Managing HP Serviceguard for Linux, Eighth Edition, March 2008

Designing Highly Available Cluster Applications
Designing Applications to Run on Multiple Systems
Appendix B348
Bind to a Fixed Port
When binding a socket, a port address can be specified or one can be
assigned dynamically. One issue with binding to random ports is that a
different port may be assigned if the application is later restarted on
another cluster node. This may be confusing to clients accessing the
application.
The recommended method is using fixed ports that are the same on all
nodes where the application will run, instead of assigning port numbers
dynamically. The application will then always return the same port
number regardless of which node is currently running the application.

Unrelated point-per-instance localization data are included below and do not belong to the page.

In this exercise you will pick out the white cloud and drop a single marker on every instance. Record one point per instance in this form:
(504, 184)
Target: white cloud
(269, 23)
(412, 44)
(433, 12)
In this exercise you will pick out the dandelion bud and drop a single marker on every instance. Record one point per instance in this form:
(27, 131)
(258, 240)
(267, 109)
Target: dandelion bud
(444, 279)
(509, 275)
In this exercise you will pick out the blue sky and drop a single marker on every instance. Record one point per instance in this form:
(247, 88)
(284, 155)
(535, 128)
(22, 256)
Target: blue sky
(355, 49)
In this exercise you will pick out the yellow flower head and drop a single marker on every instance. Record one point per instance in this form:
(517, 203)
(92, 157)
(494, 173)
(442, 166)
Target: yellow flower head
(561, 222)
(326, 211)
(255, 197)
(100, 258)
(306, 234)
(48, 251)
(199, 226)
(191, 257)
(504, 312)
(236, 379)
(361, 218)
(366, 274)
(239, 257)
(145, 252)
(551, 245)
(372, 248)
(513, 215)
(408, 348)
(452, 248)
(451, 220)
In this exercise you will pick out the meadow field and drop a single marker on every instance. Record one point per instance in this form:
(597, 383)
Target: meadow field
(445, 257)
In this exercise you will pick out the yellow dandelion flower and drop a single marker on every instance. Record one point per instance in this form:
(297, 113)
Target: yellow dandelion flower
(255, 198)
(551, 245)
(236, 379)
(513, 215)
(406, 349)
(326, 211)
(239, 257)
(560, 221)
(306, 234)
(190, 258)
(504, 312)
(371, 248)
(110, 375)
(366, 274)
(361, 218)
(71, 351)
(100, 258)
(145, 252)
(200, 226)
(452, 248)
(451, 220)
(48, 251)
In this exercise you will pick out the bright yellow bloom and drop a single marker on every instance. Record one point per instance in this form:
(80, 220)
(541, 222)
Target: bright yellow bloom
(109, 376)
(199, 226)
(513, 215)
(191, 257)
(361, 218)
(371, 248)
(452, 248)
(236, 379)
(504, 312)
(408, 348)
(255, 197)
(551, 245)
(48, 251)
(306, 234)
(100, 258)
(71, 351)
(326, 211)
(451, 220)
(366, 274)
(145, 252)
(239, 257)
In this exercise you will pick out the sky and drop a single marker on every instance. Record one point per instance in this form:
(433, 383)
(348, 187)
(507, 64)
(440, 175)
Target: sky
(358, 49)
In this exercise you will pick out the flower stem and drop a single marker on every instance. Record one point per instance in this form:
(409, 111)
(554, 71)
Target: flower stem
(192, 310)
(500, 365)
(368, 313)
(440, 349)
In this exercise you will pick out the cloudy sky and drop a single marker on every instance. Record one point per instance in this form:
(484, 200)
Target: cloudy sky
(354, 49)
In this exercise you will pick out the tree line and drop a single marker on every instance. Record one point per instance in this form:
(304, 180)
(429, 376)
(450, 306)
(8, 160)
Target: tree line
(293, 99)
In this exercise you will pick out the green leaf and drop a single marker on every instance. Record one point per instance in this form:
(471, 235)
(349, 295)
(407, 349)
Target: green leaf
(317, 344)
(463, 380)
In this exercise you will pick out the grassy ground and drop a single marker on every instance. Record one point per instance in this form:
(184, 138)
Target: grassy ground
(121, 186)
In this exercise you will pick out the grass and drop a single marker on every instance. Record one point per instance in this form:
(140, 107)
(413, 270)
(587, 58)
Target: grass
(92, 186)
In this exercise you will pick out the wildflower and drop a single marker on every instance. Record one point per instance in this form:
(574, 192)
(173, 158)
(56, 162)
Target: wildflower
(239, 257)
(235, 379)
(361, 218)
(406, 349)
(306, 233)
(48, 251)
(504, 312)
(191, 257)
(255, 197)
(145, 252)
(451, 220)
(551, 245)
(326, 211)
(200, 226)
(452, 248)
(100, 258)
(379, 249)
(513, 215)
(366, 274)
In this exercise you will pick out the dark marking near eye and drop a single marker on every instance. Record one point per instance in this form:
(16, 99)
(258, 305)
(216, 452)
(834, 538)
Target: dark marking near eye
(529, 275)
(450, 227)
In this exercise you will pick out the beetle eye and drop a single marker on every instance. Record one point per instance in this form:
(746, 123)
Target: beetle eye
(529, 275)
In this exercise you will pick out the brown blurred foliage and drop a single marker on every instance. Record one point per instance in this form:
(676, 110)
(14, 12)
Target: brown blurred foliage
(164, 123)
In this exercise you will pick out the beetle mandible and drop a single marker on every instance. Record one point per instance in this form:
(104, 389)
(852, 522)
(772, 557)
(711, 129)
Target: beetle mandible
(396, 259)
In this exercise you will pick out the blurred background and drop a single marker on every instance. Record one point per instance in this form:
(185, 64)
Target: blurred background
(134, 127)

Application port assignments should be put in /etc/services to keep
track of them and to help ensure that someone will not choose the same
port number.
Bind to Relocatable IP Addresses
When sockets are bound, an IP address is specified in addition to the port
number. This indicates the IP address to use for communication and is
meant to allow applications to limit which interfaces can communicate
with clients. An application can bind to INADDR_ANY as an indication that
messages can arrive on any interface.
Network applications can bind to a stationary IP address, a relocatable
IP address, or INADDR_ANY. If the stationary IP address is specified, then
the application may fail when restarted on another node, because the
stationary IP address is not moved to the new system. If an application
binds to the relocatable IP address, then the application will behave
correctly when moved to another system.
Many server-style applications will bind to INADDR_ANY, meaning that
they will receive requests on any interface. This allows clients to send to
the stationary or relocatable IP addresses. However, in this case the
networking code cannot determine which source IP address is most
appropriate for responses, so it will always pick the stationary IP
address.
For TCP stream sockets, the TCP level of the protocol stack resolves this
problem for the client since it is a connection-based protocol. On the
client, TCP ignores the stationary IP address and continues to use the
previously bound relocatable IP address originally used by the client.